Data Sharing Statement
The data from the UK Biobank can be accessed at (https://www.ukbiobank.ac.uk). The summary statistics data are publicly available on the IEU OpenGWAS project (https://gwas.mrcieu.ac.uk/). The original contributed data are fully included in our article and supplementary materials. Contact the corresponding author to obtain further inquiries.

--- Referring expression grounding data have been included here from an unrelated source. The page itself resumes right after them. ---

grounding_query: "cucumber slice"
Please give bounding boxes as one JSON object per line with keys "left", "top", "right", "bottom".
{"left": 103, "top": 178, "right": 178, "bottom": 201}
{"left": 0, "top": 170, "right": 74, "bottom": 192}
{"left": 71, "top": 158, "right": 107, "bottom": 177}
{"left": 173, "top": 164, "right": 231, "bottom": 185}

Ethics Approval and Consent to Participate
This study is exempt from approval according to Article 32 (1) and (2) of the “Ethical Review Measures for Research Involving Human Life Sciences and Medical Sciences” issued by China on February 18, 2023. The data used in this study comes from publicly available and free sources that comply with local legislation and institutional requirements. All GWAS data are sourced from ethically approved original studies. All participants provided informed consent forms, which can be obtained from their articles. This study would not cause harm to the human body, and did not involve sensitive personal information or commercial interests.
Author Contributions
All authors made a significant contribution to the work reported, whether that is in the conception, study design, execution, acquisition of data, analysis and interpretation, or in all these areas: took part in drafting, revising or critically reviewing the article, gave final approval of the version to be published, agreed on the journal to which the article has been submitted and agreed to be accountable for all aspects of the work.
Funding
This research was funded by National Natural Science Foundation of China (No. 82274573, 81703958), Natural Science Foundation of Shandong Province (No. ZR2021MH255) and the Special Fund of “Taishan Scholars” of Shandong Province (No. rc2021001-01).
Disclosure
The authors declare that they have no conflicts of interest in this work.